The tax has remained controversial since it passed, with groups on both sides spending millions of dollars to fight for or against it. Other cities and states have had their own battles over similar taxes, and many politicians are closely watching Philadelphia.

The American Beverage Association is continuing to fight soda taxes in Philadelphia and across the country. The group spent more than $600,000 between April 2 and 18 on its Philadelphia campaign, according to its most recent campaign finance report, largely on television, radio, and online advertising.

“The Ax the Bev Tax coalition is spearheading a campaign to inform Philadelphians of the continuing damage that the tax is causing working families, small business and their employees, and that they have a chance to repeal the beverage tax now,” said Anna Adams-Sarthou, a spokesperson for beverage industry-funded group.

Harrison Morgan, a spokesperson for Kenney’s campaign, said the beverage industry “has shown they’ll stop at nothing to take away free pre-K from thousands of our children.” Morgan said Council candidates who oppose the tax should also explain why they would eliminate pre-K funding.

Current Council members have already taken action to evaluate and reconsider the tax. Legislation introduced last month that could phase out or eliminate the levy gained several cosponsors, and Council voted to study the tax.

Sandra Dungee Glenn, a Democrat running for an at-large seat, said that “it’s definitely in the top five issues that come up” when she talks to voters.

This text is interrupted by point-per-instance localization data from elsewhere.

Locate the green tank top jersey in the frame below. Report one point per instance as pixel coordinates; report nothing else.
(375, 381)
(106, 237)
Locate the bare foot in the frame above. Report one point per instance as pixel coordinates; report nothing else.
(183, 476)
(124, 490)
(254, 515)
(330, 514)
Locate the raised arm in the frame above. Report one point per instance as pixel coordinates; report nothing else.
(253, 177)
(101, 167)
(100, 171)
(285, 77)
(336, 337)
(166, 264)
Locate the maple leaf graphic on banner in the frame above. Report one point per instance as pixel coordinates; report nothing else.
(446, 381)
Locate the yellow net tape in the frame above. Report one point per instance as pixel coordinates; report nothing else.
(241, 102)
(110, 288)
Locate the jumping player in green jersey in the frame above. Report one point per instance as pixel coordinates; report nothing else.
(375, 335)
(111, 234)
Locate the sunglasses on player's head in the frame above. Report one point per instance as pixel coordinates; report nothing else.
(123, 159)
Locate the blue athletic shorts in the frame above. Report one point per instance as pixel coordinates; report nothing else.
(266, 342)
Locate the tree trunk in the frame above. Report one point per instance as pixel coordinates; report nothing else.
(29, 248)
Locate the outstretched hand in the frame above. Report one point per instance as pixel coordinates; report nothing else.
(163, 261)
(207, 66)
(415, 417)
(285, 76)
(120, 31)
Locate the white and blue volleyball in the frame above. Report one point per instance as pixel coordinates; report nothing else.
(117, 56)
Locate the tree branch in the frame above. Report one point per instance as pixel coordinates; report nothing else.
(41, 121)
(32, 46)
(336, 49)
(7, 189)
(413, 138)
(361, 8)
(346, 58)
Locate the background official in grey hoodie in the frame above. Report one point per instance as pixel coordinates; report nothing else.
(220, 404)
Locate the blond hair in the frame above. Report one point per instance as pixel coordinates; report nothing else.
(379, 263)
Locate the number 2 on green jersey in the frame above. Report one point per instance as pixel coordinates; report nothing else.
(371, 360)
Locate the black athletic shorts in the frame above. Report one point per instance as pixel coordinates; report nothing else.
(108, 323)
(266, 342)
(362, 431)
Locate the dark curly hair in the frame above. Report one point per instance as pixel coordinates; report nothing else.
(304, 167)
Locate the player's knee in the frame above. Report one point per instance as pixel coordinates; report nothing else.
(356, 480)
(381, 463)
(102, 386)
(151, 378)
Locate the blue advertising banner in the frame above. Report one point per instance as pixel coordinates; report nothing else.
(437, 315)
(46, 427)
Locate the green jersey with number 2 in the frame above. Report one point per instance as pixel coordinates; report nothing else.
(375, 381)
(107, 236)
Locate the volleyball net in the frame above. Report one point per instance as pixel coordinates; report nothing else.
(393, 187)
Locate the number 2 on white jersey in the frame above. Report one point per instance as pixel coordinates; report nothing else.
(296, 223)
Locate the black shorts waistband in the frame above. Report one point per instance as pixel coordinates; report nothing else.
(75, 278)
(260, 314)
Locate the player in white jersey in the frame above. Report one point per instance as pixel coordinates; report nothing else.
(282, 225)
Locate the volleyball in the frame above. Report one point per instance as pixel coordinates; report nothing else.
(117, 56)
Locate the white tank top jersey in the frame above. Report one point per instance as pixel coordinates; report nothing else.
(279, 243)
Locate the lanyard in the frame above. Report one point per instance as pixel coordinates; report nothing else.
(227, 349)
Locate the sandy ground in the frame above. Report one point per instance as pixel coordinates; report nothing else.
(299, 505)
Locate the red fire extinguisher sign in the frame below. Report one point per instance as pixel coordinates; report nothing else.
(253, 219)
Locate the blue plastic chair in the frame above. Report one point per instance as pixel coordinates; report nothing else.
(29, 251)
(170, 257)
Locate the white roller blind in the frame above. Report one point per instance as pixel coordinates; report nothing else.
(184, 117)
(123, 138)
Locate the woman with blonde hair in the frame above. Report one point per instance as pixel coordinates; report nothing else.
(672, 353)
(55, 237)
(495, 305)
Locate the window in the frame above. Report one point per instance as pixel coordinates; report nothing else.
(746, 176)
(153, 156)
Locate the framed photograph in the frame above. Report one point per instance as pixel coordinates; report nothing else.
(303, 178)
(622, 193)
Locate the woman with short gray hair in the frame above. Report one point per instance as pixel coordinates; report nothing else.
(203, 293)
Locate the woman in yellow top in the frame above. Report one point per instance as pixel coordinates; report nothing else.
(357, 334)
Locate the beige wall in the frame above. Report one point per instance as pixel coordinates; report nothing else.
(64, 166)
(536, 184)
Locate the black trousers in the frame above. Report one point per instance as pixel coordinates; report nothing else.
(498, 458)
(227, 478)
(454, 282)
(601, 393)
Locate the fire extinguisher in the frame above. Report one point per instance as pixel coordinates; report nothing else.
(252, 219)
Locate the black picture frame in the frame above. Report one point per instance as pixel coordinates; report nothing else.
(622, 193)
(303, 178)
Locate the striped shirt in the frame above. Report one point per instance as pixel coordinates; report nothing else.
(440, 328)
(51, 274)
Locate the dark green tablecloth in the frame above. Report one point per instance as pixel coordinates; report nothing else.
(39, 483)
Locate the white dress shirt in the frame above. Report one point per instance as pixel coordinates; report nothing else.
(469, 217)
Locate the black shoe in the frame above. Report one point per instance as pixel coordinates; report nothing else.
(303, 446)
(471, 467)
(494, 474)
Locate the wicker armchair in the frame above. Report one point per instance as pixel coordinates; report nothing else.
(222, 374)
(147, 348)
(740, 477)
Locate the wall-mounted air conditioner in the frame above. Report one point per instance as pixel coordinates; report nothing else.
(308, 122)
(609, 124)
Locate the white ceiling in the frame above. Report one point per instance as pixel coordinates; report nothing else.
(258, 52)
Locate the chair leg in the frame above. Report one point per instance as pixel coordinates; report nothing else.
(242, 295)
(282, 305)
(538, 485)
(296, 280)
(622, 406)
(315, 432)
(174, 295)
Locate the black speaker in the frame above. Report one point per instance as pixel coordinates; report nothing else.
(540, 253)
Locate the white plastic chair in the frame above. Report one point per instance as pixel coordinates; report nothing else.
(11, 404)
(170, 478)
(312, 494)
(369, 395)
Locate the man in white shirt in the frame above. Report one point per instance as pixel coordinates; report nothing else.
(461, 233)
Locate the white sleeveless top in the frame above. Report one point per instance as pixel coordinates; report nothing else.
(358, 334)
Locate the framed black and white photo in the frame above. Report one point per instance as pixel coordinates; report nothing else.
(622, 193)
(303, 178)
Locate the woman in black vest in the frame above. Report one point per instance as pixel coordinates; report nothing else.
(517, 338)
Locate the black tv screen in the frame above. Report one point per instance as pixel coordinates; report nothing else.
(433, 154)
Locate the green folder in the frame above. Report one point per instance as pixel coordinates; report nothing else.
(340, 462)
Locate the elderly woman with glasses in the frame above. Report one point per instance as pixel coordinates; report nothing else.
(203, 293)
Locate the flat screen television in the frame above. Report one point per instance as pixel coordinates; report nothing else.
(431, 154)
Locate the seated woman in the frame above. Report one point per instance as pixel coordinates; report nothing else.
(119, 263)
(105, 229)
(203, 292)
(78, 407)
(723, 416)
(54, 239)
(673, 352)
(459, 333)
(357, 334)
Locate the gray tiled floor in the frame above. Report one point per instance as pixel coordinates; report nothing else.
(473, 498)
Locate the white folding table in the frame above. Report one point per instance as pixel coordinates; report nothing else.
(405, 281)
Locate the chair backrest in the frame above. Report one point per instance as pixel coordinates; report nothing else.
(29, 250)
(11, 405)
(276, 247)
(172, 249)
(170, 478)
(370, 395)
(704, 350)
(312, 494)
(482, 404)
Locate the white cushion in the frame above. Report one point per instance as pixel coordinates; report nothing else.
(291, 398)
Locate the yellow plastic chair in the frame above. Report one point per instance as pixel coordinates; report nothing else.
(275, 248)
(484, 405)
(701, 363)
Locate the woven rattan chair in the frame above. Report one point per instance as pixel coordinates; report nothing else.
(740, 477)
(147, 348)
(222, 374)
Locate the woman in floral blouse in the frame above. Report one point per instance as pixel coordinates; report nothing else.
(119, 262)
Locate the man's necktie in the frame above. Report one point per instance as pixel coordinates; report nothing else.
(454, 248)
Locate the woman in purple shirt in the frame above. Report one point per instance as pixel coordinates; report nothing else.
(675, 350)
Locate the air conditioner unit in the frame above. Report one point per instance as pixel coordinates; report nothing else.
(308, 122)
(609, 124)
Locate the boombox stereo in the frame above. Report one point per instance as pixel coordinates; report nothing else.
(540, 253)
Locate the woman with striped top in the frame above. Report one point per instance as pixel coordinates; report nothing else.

“They definitely support pre-K and they don’t want to hurt pre-K,” she said. “They want to have another way to pay for it.”

Asa Khalif, a local activist running for a Democratic at-large seat, said he would like to consider ending the city’s 10-year tax abatement for new construction or rehabilitation projects and using it to replace the beverage tax revenue.

“The soda tax is not the way to do it,” he said, adding that the tax places the burden “on the backs of poor people and working people.”

Lauren Vidas, a candidate for the 2nd District, which includes Point Breeze and Graduate Hospital, responded to The Inquirer’s survey by saying she opposes the tax. But asked in person, Vidas offered a different answer: The tax is regressive, she said, but since it went into effect, she’d like to just make sure its revenue goes to the right programs. She is running against Councilman Kenyatta Johnson, who voted for the tax and indicated on the survey that he supports it.

“I don’t think it’s a great tax," Vidas said, "but I would not vote to repeal it.”

At-large candidate Eryn Santamoor supports the tax. But like most candidates interviewed, she offered a mixed response by saying she would like to broaden the funding streams for the beverage tax-funded programs to make sure they are sustainable. Santamoor also said she wished people would talk more about other issues.

“Can we talk about something else?” she asked. “There’s a lot of problems in this city we need to address."